A virginal forest is cut on a
pristine island in the Andaman. I’m glad that at least we are paying a
lip-service to the cause of environment. The government plans to compensate for
this loss by planting trees in the Aravalis near Delhi NCR. Well, the world
seems to have taken the cause of environment very casually. The expression of
loss falls well short of awakening people to the fact of irreversible damage.
It’s befitting the fabric of a
humane self to grieve over the ecological loss. As a beacon of hope, there are
eco-heroes who are holding processions, dinners, benefit concerts, readings and
memorial rituals to mark the dents and bruises suffered by mother nature. They
have put red gauze flags signposting dead mangroves in Goa. Artists and
environmentalists are setting up monuments to pay homage to the lost species.

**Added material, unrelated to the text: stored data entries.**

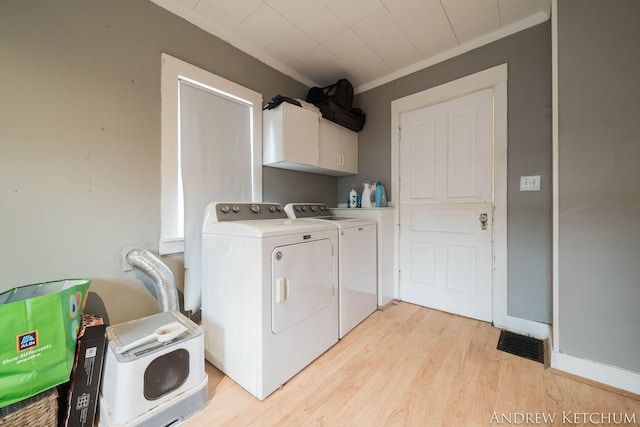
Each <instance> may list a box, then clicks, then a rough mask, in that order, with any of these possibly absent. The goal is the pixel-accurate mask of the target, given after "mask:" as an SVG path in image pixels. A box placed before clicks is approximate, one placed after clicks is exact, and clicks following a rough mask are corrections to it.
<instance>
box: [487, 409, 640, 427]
mask: <svg viewBox="0 0 640 427" xmlns="http://www.w3.org/2000/svg"><path fill="white" fill-rule="evenodd" d="M490 423H491V424H504V425H549V424H555V423H562V424H566V425H633V426H635V425H638V422H637V421H636V414H635V413H630V414H628V413H624V412H573V411H562V412H561V413H555V412H506V413H500V412H494V413H493V415H491V420H490Z"/></svg>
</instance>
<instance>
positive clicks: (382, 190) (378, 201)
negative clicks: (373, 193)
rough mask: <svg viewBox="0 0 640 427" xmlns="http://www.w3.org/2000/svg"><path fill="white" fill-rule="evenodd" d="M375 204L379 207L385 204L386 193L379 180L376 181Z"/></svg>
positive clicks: (385, 200) (385, 203)
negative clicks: (375, 193) (378, 180)
mask: <svg viewBox="0 0 640 427" xmlns="http://www.w3.org/2000/svg"><path fill="white" fill-rule="evenodd" d="M376 206H377V207H379V208H384V207H386V206H387V193H386V191H384V186H383V185H382V183H381V182H380V181H378V182H377V183H376Z"/></svg>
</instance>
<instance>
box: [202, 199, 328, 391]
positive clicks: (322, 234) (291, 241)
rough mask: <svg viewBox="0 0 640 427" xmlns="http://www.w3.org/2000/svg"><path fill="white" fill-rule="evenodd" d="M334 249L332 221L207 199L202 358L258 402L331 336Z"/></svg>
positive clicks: (204, 259)
mask: <svg viewBox="0 0 640 427" xmlns="http://www.w3.org/2000/svg"><path fill="white" fill-rule="evenodd" d="M334 248H336V249H334ZM336 252H337V230H336V228H335V226H333V225H331V224H329V223H326V222H325V223H322V222H315V223H309V222H307V223H301V222H297V221H291V220H289V219H288V217H287V215H286V213H285V212H284V210H283V209H282V206H281V205H279V204H273V203H254V204H251V203H211V204H209V206H208V207H207V209H206V212H205V220H204V225H203V234H202V265H203V275H202V278H203V283H202V325H203V327H204V335H205V358H206V359H207V360H208V361H209V362H211V363H212V364H213V365H215V366H216V367H217V368H218V369H220V370H221V371H222V372H224V373H225V374H227V375H228V376H229V377H230V378H231V379H233V380H234V381H235V382H236V383H238V384H239V385H240V386H242V387H243V388H245V389H246V390H247V391H249V392H250V393H251V394H253V395H254V396H255V397H257V398H258V399H260V400H263V399H264V398H266V397H267V396H268V395H269V394H271V393H272V392H273V391H275V390H276V389H277V388H278V387H280V386H281V385H282V384H284V383H285V382H286V381H287V380H289V379H290V378H291V377H293V376H294V375H295V374H297V373H298V372H299V371H300V370H302V369H303V368H304V367H305V366H307V365H308V364H309V363H311V362H312V361H313V360H314V359H316V358H317V357H318V356H320V355H321V354H322V353H324V352H325V351H326V350H327V349H329V348H330V347H331V346H333V345H334V344H335V343H336V342H338V288H337V286H338V277H337V270H338V265H337V254H336Z"/></svg>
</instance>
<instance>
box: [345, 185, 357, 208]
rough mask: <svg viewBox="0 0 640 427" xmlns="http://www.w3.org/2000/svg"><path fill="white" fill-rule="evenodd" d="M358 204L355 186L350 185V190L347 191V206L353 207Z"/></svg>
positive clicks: (348, 207) (348, 206) (356, 193)
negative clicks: (347, 191)
mask: <svg viewBox="0 0 640 427" xmlns="http://www.w3.org/2000/svg"><path fill="white" fill-rule="evenodd" d="M357 206H358V192H357V191H356V186H355V185H352V186H351V191H350V192H349V203H347V207H348V208H355V207H357Z"/></svg>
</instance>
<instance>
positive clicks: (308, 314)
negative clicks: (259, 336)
mask: <svg viewBox="0 0 640 427" xmlns="http://www.w3.org/2000/svg"><path fill="white" fill-rule="evenodd" d="M333 257H334V255H333V247H332V244H331V240H329V239H321V240H315V241H311V242H305V243H298V244H294V245H287V246H279V247H277V248H275V249H274V250H273V252H272V253H271V267H272V268H271V272H272V273H271V274H272V276H271V290H272V292H271V313H272V317H271V330H272V331H273V333H275V334H279V333H281V332H283V331H285V330H287V329H289V328H291V327H292V326H295V325H296V324H298V323H300V322H302V321H304V320H305V319H307V318H309V317H311V316H313V315H314V314H315V313H317V312H319V311H321V310H324V309H325V308H327V307H329V306H330V305H331V303H332V302H333V298H334V295H333V289H334V283H333V269H334V265H335V264H334V258H333Z"/></svg>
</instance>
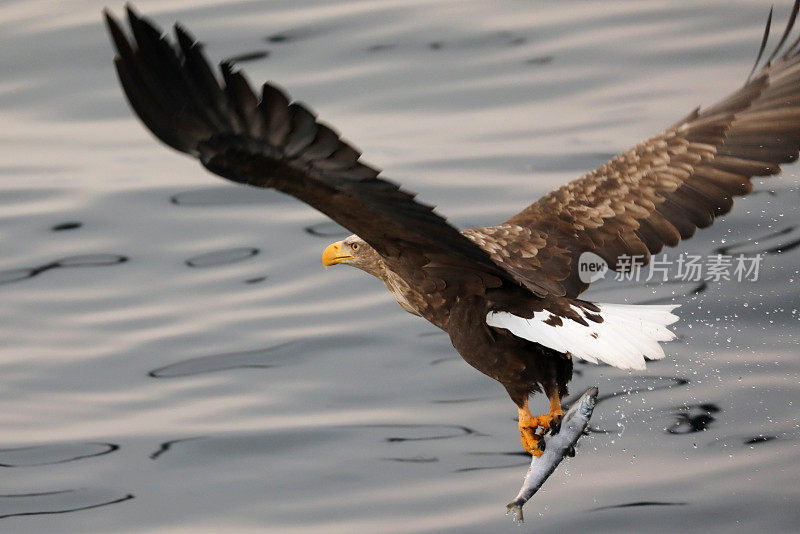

As mega-floods, super-droughts and super-storms come out shrieking, voicing mother
earth’s agony, soft and sensitive souls get under a pal of despair, depression
and anxiety. They hold gatherings to commemorate the extinct species. There is
a memorial dinner for Dodo in London; there is a candle march and handwritten
posts for extinct and imperiled pollinators. Musicians, scientists, filmmakers
and academicians express their sense of loss at the death of a glacier. A
memorial plaque stands for a huge majestic tree gone extinct. An Australian
artist composes songs for dying reefs. In December 2018, Olafur Eliasson
fetched thirty blocks of ice from Greenland and put them at public squares in
London to melt away, hoping it would melt the ice clods in our hearts also. In
Canada the creaking sounds of a dying glacier are broadcast live through
speakers so that the office goers know what they are walking upon; so that they
realize that a part of earth is groaning with pain and agony. Somewhere a
glacier stops moving, groans, cracks, melts and dies. At least some people hold
a memorial ceremony to commemorate the dying ice. In Oregon a funeral for Clark
glacier is held. A coffin full of meltwater from Clark glacier is ferried to
the steps of State Capitol building. And somewhere far away a lone tree holds
the last baton for its species. It’s Wood’s Cycad, a native of South Africa,
the only tree of the species left in the world.